SELECT /* IndexPager::buildQueryInfo (contributions page unfiltered) 14.0.143.195 */ rev_id,rev_page,rev_text_id,rev_timestamp,rev_comment,rev_user_text,rev_user,rev_minor_edit,rev_deleted,rev_len,rev_parent_id,rev_sha1,user_name,page_namespace,page_title,page_is_new,page_latest,page_is_redirect,page_len,ts_tags FROM revision INNER JOIN page ON ((page_id = rev_page)) LEFT JOIN user ON ((rev_user != 0) AND (user_id = rev_user)) LEFT JOIN tag_summary ON ((ts_rev_id=rev_id)) INNER JOIN change_tag FORCE INDEX (change_tag_tag_id) ON ((ct_rev_id=rev_id)) WHERE rev_user = '3030741' AND ((rev_deleted & 4) = 0) AND ct_tag = 'visualeditor' ORDER BY rev_timestamp DESC LIMIT 51;

On enwiki, forcing the index hits ~900000 rows with a temp table and filesort. Without the force: ~50000 rows, no temp table or filesort.

Both 5.1 and 5.5 EXPLAIN look the same, so removing this FORCE on change_tag_tag_id would also be a win across the board.

Not entirely sure why I was CCed on this, but...

Regarding the FORCE INDEX (user_timestamp) in comment 0, that appears to be coming from includes/specials/SpecialContributions.php, ContribsPager::getUserCond() and ContribsPager::getQueryInfo(). git archeology finds that this force index was added way back in 2005, r9796.

Regarding the FORCE INDEX (change_tag_tag_id) in comment 3, that's coming from ChangeTags::modifyDisplayQuery(), added in r49068 with a comment "fix tag filtering by adding a FORCE INDEX to the relevant queries". There's also forcing of that index in API modules that do the same sort of thing added in r58399, which refers to bug 22032, which makes it sound like r49068 was fixing some issue where a bad query was bringing down the site.

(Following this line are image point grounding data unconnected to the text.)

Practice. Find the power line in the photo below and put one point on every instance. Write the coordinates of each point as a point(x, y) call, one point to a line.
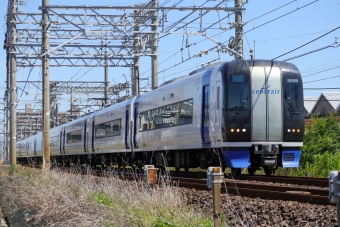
point(324, 88)
point(280, 16)
point(322, 71)
point(321, 79)
point(308, 42)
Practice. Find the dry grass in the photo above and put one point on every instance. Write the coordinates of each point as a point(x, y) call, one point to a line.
point(63, 199)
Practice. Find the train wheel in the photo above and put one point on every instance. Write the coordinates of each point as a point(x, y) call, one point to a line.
point(235, 171)
point(268, 171)
point(251, 171)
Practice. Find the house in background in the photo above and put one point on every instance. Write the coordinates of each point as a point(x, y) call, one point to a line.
point(309, 103)
point(327, 102)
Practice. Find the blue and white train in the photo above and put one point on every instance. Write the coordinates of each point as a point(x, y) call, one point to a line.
point(238, 114)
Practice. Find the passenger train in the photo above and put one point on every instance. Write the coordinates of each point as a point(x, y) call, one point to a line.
point(238, 114)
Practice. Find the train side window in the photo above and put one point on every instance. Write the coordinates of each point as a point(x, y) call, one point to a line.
point(179, 113)
point(54, 141)
point(108, 129)
point(74, 137)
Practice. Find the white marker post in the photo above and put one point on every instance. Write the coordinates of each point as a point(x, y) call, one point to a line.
point(214, 180)
point(334, 191)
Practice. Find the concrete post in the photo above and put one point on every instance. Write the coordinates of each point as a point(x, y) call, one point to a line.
point(46, 86)
point(135, 68)
point(154, 58)
point(106, 90)
point(238, 31)
point(13, 88)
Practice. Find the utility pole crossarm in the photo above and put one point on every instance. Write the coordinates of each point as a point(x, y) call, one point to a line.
point(155, 8)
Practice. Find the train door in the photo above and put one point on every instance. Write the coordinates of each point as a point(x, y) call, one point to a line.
point(205, 114)
point(127, 131)
point(64, 141)
point(266, 104)
point(93, 135)
point(135, 128)
point(35, 147)
point(61, 142)
point(217, 119)
point(85, 135)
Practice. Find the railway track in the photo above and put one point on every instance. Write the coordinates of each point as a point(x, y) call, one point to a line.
point(306, 181)
point(286, 193)
point(252, 189)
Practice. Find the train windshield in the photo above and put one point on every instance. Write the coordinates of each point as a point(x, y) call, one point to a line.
point(238, 92)
point(292, 92)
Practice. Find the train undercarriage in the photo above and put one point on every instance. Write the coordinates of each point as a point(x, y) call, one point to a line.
point(267, 157)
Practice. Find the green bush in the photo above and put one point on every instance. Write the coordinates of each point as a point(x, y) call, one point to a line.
point(322, 136)
point(322, 164)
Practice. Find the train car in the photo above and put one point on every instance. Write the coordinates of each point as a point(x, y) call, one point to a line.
point(238, 114)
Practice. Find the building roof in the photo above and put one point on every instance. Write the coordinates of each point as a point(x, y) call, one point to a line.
point(333, 98)
point(309, 103)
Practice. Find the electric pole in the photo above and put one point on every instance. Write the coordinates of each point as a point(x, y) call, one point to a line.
point(135, 67)
point(154, 57)
point(13, 88)
point(238, 30)
point(106, 90)
point(46, 85)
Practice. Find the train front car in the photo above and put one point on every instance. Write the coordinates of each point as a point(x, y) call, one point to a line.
point(263, 120)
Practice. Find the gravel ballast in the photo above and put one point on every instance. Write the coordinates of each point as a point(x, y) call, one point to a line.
point(244, 211)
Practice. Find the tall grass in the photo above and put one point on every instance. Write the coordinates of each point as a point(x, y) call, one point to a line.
point(73, 199)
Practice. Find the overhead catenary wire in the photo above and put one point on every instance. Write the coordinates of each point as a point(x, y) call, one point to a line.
point(280, 16)
point(307, 43)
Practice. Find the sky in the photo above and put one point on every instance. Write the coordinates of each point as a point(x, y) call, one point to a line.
point(272, 29)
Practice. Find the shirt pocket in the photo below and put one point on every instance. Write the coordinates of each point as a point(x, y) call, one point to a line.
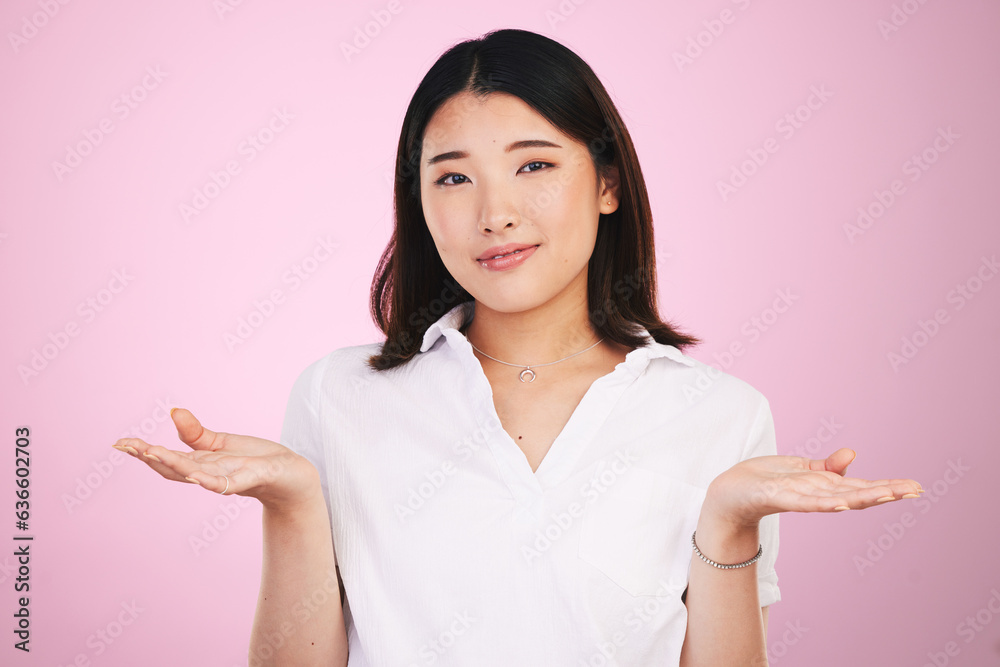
point(637, 531)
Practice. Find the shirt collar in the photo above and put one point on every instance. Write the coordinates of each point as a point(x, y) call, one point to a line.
point(448, 325)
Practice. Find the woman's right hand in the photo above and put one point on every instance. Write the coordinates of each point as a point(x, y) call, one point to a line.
point(278, 477)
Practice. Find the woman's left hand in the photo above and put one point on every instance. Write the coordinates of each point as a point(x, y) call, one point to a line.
point(763, 485)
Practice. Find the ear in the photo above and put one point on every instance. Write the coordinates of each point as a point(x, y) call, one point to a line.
point(608, 191)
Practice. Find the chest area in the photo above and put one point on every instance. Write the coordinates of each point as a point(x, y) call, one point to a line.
point(534, 417)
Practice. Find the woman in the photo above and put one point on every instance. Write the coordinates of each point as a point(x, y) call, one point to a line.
point(528, 471)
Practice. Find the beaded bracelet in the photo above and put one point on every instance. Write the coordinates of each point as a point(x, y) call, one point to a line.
point(724, 567)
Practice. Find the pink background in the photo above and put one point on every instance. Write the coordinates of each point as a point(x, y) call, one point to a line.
point(124, 538)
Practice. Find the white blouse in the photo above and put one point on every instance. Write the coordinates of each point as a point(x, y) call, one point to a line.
point(453, 552)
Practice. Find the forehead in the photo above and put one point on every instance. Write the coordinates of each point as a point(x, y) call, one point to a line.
point(467, 117)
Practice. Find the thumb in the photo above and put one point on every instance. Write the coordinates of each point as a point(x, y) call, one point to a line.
point(191, 432)
point(839, 460)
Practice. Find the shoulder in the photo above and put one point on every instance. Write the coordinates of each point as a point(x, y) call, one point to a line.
point(704, 384)
point(345, 365)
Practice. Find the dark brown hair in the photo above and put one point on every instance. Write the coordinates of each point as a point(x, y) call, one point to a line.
point(412, 288)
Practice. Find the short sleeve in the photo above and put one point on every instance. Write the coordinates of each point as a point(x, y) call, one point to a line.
point(302, 431)
point(761, 441)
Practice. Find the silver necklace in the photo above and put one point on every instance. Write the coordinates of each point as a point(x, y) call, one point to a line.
point(527, 372)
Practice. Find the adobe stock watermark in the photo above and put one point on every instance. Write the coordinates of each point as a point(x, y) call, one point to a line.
point(436, 648)
point(753, 328)
point(786, 127)
point(926, 330)
point(365, 34)
point(792, 635)
point(829, 427)
point(712, 30)
point(605, 476)
point(968, 629)
point(562, 12)
point(914, 167)
point(85, 486)
point(294, 277)
point(224, 8)
point(893, 532)
point(87, 310)
point(898, 17)
point(247, 151)
point(105, 636)
point(31, 24)
point(121, 108)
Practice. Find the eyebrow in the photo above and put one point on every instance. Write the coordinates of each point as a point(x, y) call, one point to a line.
point(517, 145)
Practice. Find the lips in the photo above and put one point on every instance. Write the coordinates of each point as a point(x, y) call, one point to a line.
point(502, 250)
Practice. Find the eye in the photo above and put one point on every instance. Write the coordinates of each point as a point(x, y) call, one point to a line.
point(538, 162)
point(441, 181)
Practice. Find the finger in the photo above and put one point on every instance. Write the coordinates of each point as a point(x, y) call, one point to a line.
point(192, 433)
point(160, 459)
point(875, 495)
point(222, 484)
point(836, 462)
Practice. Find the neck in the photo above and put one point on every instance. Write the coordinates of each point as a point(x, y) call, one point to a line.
point(540, 335)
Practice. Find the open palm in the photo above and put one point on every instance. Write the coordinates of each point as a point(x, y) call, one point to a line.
point(764, 485)
point(255, 467)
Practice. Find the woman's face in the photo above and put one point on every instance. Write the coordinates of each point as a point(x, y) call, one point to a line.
point(487, 189)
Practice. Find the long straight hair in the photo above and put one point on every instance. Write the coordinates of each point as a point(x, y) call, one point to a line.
point(412, 287)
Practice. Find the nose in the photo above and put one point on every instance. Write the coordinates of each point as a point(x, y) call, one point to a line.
point(497, 211)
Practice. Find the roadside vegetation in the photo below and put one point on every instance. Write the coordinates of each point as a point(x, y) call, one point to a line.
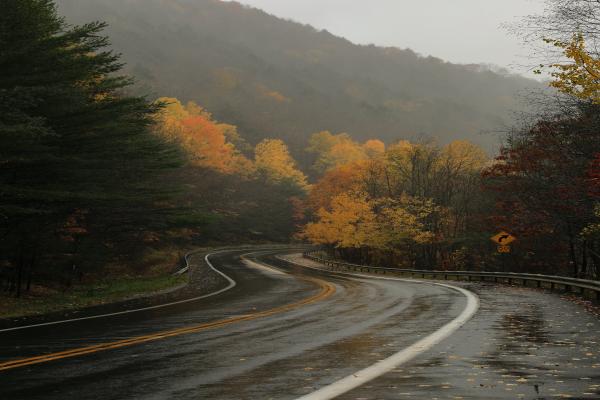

Since I have no idea of the background on that and the problematic queries don't seem to be mentioned in the change summaries, I'm CCing some of the people involved in those revisions.

Change 96228 had a related patch set uploaded by Springle:
remove specific FORCE INDEX clauses causing trouble, bug 45619

https://gerrit.wikimedia.org/r/96228

Change 96228 had a related patch set uploaded by Aaron Schulz:
remove specific FORCE INDEX clauses causing trouble, bug 45619

https://gerrit.wikimedia.org/r/96228

Change 96228 merged by jenkins-bot:
remove specific FORCE INDEX clauses causing trouble

https://gerrit.wikimedia.org/r/96228

I think this reappeared, but given the age of this ticket, I will open a new one (probably not related to the original issue anymore).